Абуди поднял занавеску и вошел в комнату к Гуке. Я, свесив голову, сидела в гостиной. Время тянулось очень медленно, кажется, целая вечность прошла, прежде чем я услышала голос девочки. Ее крик был, скорее, похож на всхлип, будто она тихо заплакала. И после этого – больше ни звука. Хотя обычай требовал, чтобы она кричала громко, ее голос звучал сдавленно и беспомощно. В нем была такая боль и такая искренность! Я не могла шелохнуться, на глаза у меня навернулись слезы.
– Подумай, ведь она в конце концов всего–навсего десятилетний ребенок, как это бесчеловечно! – возмущенно сказала я Хосе.
Он, подняв голову, смотрел в потолок, не говоря ни слова. В тот день мы, кажется, были единственными здесь чужаками.
Когда Абуди вышел из комнаты, держа в руках простыню со следами крови, его друзья заорали, с двусмысленной радостью в голосе. В их понимании, смысл первой брачной ночи сводился только к тому, чтобы силой лишить маленькую девочку девственности.
От такого окончания свадьбы у меня на душе остался неприятный осадок, как от чьей-то злой шутки. Встав и ни с кем не попрощавшись, я решительно вышла из дома.

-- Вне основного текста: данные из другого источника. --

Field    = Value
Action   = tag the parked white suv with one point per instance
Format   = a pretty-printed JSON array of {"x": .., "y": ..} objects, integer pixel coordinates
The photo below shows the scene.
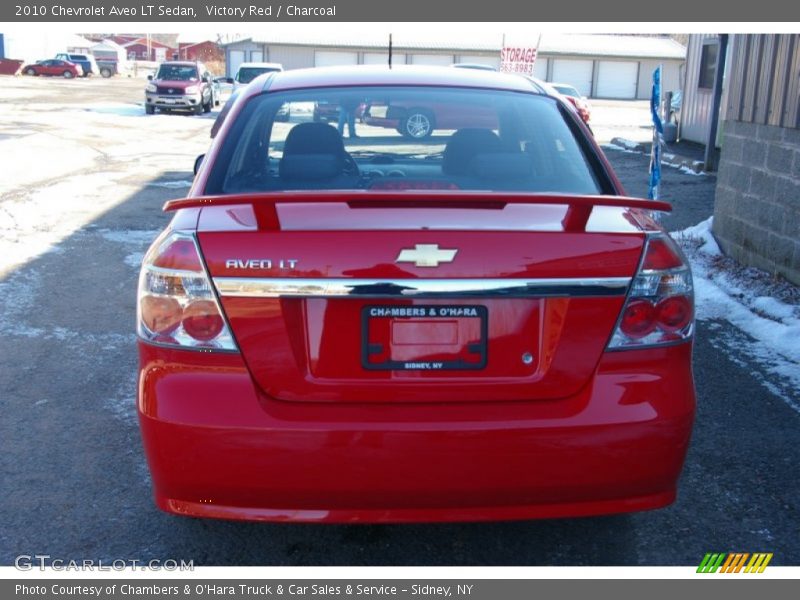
[{"x": 249, "y": 71}]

Празднование проходило в общей сложности шесть дней. Все эти шесть дней в пять часов пополудни гости шли домой к Хамди пить чай и обедать. Там они пели песни, били в барабан, и так продолжалось до полуночи. Поскольку «программа» каждый день была одна и та же, я уже больше туда не ходила. На пятый день ко мне пришла девочка от Хамди и сказала: «Почему ты не приходишь? Гука ждет тебя». И я, переодевшись, отправилась проведать Гуку.

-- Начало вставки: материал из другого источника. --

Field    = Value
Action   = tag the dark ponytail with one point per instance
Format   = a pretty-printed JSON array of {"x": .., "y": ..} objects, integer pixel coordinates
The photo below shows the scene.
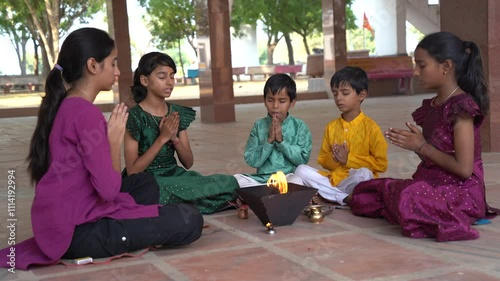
[
  {"x": 147, "y": 64},
  {"x": 468, "y": 63},
  {"x": 473, "y": 80},
  {"x": 78, "y": 47}
]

Все эти дни, следуя обычаю, Гука находилась в отдельной маленькой комнатке, и никто из гостей не должен был видеть ее, только молодой муж мог входить к ней. Я была иностранкой, поэтому откинула занавеску и просто вошла в комнату.
Внутри было темно и душно, Гука сидела в углу, на куче ковров. Она очень обрадовалась, увидев меня, подползла ко мне и поцеловала меня в щеку.
– Сань Мао, не уходи, – сказала она.
– Я не уйду, сейчас принесу тебе поесть.
Выбежав из комнаты, я схватила большой кусок мяса и принесла его Гуке.
– Сань Мао, скажи, из-за этого у меня скоро будет ребенок? – тихонько спросила она.
Я не знала, что ей ответить. Я видела, что ее когда-то полненькое личико за пять дней осунулось, а глаза ввалились. В душе у меня была пустота, я лишь молча смотрела на нее.
– Ты можешь дать мне лекарство? Такое лекарство, чтобы я приняла его, и у меня не было детей, – торопливым шепотом попросила она меня.
Я безотрывно смотрела в лицо десятилетней девочки и не сразу ответила:
– Хорошо, я дам тебе его, не переживай, только это будет нашим общим секретом.
Я легонько похлопала ее по руке.
– А теперь можно немножко поспать, свадьба уже позади.